According to these same projections, the yearly deficit would rise to 6 to 7 percent of GDP by 2020. The Bush tax cuts would account for a significant chunk of this, considering that in each year they are in effect, the revenue lost because of them amounts to nearly 2 percent of GDP.
Compounding the problem: By increasing the government’s debt, the tax cuts have already led to higher interest payments on that debt. So even if all of the cuts expire on Dec. 31, we will still be paying for them for years to come.
And under this Sunday’s “Topic A,” it seems that no matter where fiscal policy economists fall on the ideological spectrum, it’s hard to find one who thinks permanent extension of all of the Bush tax cuts is a good idea. My response (just because this is my blog):
DIANE LIM ROGERS
Chief economist at the Concord Coalition and blogger at EconomistMom.com
President Obama will find it very difficult, if not impossible, to simultaneously keep two major policy promises: maintain the generously defined “middle class” portions of the Bush tax cuts and begin to restore fiscal sustainability by reducing the deficit to 3 percent of gross domestic product by 2015.
At the same time, current economic conditions suggest a continued need for deficit spending to assist in the recovery. Even if the Bush tax cuts are far from the most effective form of additional fiscal stimulus we could come up with, it may be all we can get right now, politically.

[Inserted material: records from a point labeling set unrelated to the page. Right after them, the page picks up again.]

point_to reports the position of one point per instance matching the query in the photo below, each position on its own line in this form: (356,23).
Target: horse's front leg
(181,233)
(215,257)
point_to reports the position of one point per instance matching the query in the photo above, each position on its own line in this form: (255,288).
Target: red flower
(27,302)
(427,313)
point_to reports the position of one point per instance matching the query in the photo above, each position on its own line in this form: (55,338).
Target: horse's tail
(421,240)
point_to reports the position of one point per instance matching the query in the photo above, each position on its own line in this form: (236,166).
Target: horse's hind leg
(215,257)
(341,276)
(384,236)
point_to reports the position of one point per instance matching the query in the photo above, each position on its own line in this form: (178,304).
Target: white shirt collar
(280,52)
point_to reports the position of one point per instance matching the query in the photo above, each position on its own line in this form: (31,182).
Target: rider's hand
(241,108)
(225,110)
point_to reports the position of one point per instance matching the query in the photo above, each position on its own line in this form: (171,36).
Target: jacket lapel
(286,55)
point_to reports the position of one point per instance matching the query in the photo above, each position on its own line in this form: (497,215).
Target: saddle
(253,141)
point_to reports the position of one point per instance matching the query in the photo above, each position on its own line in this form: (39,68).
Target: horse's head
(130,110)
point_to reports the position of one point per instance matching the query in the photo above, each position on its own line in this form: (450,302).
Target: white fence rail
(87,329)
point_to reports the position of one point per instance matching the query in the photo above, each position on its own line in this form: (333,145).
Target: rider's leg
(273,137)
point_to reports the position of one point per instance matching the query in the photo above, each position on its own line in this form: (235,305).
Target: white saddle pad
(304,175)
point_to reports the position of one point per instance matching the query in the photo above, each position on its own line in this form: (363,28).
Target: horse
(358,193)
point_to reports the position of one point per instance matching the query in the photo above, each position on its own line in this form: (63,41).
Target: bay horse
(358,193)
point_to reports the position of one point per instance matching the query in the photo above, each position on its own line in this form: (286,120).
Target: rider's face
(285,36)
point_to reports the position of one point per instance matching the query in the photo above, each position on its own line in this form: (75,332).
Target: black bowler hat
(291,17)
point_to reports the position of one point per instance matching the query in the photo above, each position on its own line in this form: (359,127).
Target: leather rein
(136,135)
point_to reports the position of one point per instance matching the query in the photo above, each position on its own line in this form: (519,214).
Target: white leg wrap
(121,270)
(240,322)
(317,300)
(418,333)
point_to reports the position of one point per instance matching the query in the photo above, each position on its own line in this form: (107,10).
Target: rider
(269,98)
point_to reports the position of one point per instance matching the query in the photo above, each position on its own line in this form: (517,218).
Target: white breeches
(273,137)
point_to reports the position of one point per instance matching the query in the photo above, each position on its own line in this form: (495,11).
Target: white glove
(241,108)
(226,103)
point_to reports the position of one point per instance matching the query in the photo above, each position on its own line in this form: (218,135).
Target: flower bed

So one way Obama can avoid simply rubber-stamping the Bush tax cuts — and turning the policy he has labeled “fiscally irresponsible” into his own — while saving face on his promises would be to temporarily extend only those portions of the cuts he has proposed to permanently extend in his past two budgets. A one- or two-year extension would buy time for the economy to further recover, while providing policymakers with a realistic deadline to permanently reform the tax system to raise adequate revenue in a more efficient and equitable manner — in other words, to come up with a tax plan Obama would be proud to put his name on.
And in the informal survey of readers conducted on the page with Ruth’s column, as of Saturday 6 pm, 57 percent of respondents (out of nearly 1000) said we should let all the Bush tax cuts expire as scheduled. (Snapshot above.)